Suppose your opponent picks a particular b. Then what kind of function is P(a)?
 
Well I mean the definition has two parts: $$ \text{tr}(A^TA) \ge 0; \text{ and if } \text{tr}(A^TA) = 0 \iff A = 0$$
 
Here's a suggestion: Write out $\text{tr}(A^\top A)$ explicitly for the case of n=2
 
Sure I'll try that one
Not quite sure why I find proofs always this hard
 
For a start, is there some "symmetry" reason why $\int z^n=0$ over unit disk? for odd $n$ I see the symmetry $z \mapsto -z$
Ok and in general I can multiply $z \mapsto \zeta z$
Where $\zeta^n=-1$
 
@Emolga is that a path or a area integra
 
3:27 PM
area
 
then your substitution $z\mapsto \zeta z$ should work
 
Yes but I really want the former integral,
$\int z^n \bar z^m = 0$
 
$\overline z^n z^m = |z|^n z^{m-n}$
do the same trick
 
Mmm
Oh right!!
thanks
 
So on diagonal matrix product always produces squared terms when I have $A^TA$
anything squared $\ge 0$
 
3:33 PM
Right.
For a fuller proof, you can write out the definition of matrix multiplication: $C=AB\leftrightarrow C_{jk}=\sum_l A_{jl}B_{lk}$
What does that become in the case of $A^\top A$?
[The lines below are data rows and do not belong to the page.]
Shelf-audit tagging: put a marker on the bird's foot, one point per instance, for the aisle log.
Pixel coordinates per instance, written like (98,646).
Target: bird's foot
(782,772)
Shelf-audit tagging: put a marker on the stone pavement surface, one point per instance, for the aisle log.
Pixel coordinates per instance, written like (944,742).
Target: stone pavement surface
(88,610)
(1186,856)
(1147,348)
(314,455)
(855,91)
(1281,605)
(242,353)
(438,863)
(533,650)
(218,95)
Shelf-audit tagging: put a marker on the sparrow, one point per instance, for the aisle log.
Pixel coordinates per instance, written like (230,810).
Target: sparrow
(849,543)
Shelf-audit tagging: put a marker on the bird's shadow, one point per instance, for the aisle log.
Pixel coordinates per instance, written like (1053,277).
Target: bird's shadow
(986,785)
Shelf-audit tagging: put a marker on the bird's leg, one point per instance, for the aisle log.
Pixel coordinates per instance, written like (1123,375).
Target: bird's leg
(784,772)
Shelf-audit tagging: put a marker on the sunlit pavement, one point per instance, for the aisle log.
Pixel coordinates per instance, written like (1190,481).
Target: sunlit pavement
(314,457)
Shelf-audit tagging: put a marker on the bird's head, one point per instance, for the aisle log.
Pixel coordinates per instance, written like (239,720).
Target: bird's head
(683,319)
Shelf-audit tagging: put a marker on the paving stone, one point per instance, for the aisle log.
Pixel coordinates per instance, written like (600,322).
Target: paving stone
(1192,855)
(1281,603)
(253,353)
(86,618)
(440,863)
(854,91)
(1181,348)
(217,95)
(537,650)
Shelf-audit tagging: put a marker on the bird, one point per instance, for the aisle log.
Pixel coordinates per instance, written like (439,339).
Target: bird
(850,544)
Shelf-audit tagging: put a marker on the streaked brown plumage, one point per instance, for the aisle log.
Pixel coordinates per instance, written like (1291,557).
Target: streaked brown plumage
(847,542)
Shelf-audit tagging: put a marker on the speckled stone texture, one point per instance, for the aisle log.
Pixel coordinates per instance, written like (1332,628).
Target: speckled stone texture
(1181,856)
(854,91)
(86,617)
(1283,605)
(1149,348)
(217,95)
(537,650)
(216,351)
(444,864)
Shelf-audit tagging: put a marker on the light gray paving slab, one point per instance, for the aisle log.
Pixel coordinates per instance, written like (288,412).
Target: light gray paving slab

It's also a good exercise to write $\text{tr}(A^\top B)$ in terms of matrix elements
 
I've shown the $\text{tr}(AB)=\text{tr}(BA)$ by writing the matrix product by using two sums.
Then simply manipulating the summation order and concluding that they are the same
 
ok. It's still worth writing out tr(A^T B) explicitly in matrix elements.
 
If $f \in L^2$ and $\int f = t$ on $\{x^2+y^2 \leq t\}$ for every $t < 1$, how do I justify $\int f = 1$ on $t=1$?
 
Something-something completeness?
 
Then I have another problem which I find really difficult for some unknown reason
-1
Q: Proof that $\vec{v} \in U \iff \text{proj}_U(\vec{v})=\vec{v}$

TukiProblem Let $V$ be finite-dimensional inner product space and $U$ it's subspace. Let's assume that $\vec{v} \in V$. Show that $\vec{v} \in U \iff \text{proj}_U(\vec{v}) = \vec{v}$ Attempt to show Let's assume subspace $U$ has orthogonal basis ($\vec{u}_1,\vec{u}_2,\vec{u}_3,\dots \vec{u}_n$) ...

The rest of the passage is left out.